Because of much lower individual exposure (number of cars over time), the make-model confidence ranges are typically so wide as to render the numbers worthless.

For example, among large four-door cars, the Chevy Impala had a driver fatality rate of 35, with a confidence range 15 to 56. The confidence range for the Buick LaCrosse was 7 to 80—a yawning canyon of doubt.

These are hardly numbers on which to base any firm conclusion about anything.

Model S “rating”

On the stock-market website SeekingAlpha, a blogger known as "Bubslug" recently calculated a driver death rate according to the IIHS criteria for the Model S.

Tesla Autopilot suite of features - with version 7.0 update

He came up with a rating of 36—a bit worse than the overall average, and about the same as the Impala.

But Bubslug, apparently not a statistician, didn’t include a confidence range. Due to the low number of vehicle-years for the Tesla, its confidence range would have been huge—something on the order of 0 to 75.

IIHS doesn’t list any car with less than 100,000 vehicle-years because the sample size is too small, leading to even wider confidence ranges.

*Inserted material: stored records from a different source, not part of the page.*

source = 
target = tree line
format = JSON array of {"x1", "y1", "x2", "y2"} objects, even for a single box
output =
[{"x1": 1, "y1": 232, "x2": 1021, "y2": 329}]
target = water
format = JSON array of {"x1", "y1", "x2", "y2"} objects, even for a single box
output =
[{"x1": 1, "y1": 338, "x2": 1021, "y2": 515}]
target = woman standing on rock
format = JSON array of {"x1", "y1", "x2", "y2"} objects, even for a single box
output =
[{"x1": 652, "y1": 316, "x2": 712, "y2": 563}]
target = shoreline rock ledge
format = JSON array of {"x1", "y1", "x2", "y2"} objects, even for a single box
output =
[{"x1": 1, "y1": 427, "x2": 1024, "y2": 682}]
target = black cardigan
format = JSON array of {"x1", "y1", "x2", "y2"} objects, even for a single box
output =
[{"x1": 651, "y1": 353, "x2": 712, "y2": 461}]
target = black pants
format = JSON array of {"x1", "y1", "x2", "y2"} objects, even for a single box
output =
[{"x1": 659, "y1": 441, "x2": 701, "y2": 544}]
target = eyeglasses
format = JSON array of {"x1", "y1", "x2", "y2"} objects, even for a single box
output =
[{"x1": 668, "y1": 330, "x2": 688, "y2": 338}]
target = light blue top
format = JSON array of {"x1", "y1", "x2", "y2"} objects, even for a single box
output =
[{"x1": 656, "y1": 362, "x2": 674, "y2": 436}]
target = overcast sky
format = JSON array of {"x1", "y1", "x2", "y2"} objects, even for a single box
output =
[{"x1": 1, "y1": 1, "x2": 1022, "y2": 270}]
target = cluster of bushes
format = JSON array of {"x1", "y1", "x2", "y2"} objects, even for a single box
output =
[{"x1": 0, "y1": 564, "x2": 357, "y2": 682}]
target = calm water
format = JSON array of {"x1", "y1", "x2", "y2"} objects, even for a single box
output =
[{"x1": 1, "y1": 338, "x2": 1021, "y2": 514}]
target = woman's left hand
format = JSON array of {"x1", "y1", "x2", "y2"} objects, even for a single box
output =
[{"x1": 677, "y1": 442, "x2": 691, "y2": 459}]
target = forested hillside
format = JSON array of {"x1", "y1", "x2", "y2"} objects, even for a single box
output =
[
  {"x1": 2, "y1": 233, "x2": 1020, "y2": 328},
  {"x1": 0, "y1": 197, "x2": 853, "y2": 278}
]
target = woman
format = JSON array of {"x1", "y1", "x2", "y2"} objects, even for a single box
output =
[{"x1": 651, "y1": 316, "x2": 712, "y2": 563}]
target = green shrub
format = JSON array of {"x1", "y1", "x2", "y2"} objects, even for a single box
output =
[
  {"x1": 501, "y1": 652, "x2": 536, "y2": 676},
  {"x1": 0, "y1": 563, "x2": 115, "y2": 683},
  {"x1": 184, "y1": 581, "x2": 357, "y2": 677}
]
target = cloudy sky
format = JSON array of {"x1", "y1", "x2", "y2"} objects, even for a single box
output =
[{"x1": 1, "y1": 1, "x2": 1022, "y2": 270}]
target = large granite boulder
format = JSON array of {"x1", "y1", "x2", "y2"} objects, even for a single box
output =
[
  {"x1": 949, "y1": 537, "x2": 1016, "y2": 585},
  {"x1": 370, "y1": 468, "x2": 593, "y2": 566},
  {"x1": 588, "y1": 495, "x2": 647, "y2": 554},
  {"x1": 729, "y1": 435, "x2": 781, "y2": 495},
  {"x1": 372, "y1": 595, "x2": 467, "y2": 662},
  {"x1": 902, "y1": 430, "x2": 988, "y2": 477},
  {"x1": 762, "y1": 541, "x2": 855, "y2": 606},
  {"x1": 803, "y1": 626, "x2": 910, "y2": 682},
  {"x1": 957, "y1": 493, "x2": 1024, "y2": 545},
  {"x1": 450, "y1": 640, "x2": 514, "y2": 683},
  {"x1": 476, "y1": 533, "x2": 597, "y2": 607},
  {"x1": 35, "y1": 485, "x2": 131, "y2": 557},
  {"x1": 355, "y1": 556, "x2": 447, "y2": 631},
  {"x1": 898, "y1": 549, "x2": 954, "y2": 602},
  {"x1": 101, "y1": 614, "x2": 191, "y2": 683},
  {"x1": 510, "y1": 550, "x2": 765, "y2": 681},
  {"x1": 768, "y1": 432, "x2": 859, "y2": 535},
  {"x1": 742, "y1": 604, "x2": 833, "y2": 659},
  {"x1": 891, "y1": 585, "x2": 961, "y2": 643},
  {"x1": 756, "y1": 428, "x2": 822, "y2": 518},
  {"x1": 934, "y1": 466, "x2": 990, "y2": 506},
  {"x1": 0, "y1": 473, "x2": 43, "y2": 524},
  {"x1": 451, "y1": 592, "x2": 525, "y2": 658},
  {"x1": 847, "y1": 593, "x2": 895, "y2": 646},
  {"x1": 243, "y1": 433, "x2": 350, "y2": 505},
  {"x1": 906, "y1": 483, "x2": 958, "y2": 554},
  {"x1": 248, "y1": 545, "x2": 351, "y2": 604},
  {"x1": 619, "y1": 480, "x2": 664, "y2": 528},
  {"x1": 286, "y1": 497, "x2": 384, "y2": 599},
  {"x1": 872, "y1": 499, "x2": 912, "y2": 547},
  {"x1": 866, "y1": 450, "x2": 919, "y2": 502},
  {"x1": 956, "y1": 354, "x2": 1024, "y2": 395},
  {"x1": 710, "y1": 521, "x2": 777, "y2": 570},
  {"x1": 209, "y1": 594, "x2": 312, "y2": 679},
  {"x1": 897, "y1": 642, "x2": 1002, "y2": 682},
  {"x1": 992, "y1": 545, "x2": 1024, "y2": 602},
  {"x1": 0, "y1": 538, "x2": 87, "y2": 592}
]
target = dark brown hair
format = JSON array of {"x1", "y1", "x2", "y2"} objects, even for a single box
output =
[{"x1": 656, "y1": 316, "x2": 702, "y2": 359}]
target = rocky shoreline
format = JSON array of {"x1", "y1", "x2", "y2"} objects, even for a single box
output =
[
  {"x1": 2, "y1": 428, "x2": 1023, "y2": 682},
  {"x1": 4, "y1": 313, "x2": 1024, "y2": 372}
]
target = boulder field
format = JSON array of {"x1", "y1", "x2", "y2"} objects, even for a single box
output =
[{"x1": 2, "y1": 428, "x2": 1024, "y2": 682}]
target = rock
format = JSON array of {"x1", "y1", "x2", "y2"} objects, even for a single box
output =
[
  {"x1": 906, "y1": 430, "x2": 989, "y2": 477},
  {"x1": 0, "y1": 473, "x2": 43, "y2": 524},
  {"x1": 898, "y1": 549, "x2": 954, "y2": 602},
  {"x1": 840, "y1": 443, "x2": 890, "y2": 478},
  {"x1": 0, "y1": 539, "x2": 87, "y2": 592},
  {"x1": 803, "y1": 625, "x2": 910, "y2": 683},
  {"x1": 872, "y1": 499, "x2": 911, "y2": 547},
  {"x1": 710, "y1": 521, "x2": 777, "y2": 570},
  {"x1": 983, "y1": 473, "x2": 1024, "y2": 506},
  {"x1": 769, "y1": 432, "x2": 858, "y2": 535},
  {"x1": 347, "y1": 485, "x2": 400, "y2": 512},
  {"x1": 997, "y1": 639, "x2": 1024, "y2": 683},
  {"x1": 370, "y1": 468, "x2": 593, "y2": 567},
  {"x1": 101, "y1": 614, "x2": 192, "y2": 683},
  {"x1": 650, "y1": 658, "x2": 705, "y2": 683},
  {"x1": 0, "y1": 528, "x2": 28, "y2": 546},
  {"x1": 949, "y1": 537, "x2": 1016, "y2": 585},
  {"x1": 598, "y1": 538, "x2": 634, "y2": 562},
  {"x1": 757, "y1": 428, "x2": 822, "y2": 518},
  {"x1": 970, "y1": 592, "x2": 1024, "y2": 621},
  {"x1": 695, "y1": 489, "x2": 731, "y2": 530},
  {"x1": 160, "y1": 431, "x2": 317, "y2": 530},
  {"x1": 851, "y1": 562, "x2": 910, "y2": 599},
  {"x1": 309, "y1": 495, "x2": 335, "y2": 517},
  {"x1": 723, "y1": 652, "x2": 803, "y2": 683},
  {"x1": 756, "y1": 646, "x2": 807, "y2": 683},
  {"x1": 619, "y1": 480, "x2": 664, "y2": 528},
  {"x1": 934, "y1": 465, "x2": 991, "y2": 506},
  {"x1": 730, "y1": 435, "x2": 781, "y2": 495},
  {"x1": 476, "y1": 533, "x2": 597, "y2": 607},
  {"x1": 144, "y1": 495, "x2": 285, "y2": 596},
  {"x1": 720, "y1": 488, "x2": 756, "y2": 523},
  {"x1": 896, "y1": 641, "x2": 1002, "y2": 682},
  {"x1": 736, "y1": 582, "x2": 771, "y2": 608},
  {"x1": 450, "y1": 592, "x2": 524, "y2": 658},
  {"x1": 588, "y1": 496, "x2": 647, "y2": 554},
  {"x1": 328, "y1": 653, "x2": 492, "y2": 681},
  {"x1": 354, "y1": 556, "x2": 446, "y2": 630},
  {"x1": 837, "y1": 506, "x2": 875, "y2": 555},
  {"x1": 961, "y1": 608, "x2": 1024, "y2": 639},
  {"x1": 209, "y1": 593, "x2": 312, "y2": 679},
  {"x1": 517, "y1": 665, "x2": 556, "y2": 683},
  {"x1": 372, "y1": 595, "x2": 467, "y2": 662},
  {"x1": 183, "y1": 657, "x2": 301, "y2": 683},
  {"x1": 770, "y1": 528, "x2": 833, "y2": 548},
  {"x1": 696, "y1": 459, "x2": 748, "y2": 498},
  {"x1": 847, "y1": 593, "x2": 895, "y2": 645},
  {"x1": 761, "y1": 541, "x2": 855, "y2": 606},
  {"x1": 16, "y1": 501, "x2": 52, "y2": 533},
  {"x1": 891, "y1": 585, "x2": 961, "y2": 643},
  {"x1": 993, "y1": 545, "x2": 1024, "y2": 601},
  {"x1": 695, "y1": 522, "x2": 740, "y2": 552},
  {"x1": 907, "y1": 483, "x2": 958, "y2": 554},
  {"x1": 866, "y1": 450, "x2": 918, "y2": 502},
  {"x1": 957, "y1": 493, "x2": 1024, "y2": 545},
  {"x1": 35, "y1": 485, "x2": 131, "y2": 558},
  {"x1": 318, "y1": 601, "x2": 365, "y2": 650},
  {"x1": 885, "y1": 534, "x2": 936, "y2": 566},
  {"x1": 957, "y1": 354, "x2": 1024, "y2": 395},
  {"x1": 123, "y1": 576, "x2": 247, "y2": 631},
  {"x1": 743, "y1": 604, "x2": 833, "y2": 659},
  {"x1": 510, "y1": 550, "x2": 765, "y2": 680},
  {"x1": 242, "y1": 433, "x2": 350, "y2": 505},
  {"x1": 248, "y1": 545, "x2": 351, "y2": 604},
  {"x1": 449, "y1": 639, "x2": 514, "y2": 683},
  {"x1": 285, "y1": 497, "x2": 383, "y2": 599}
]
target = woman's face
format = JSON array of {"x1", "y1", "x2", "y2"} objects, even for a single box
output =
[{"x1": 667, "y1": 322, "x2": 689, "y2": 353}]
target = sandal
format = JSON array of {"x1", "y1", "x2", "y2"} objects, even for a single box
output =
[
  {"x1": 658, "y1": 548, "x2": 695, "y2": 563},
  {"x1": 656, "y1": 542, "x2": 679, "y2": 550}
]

Nevertheless, Bubslug came up with a number for the Autopilot-equipped Tesla—even though, according to him, the AP Tesla had accumulated only 16,667 vehicle-years.

That number, for what it’s worth, was 60.

And what it’s worth is pretty much zero. Just like Tesla’s numbers.

Tesla Motors, Palo Alto, California

Only Tesla has the data

In the end, perhaps the only valid comparative benchmark for the Autopilot Tesla is the non-Autopilot Tesla.

But only when driven on four-lane roads in good weather. Only after a few billion miles.

And only Tesla has the aggregated data on when its cars are being driven on Autopilot and when they're not.

Perhaps it’s best to close with the conclusion of the Rand report:

It may not be possible to establish with certainty the safety of autonomous vehicles. Uncertainty will remain.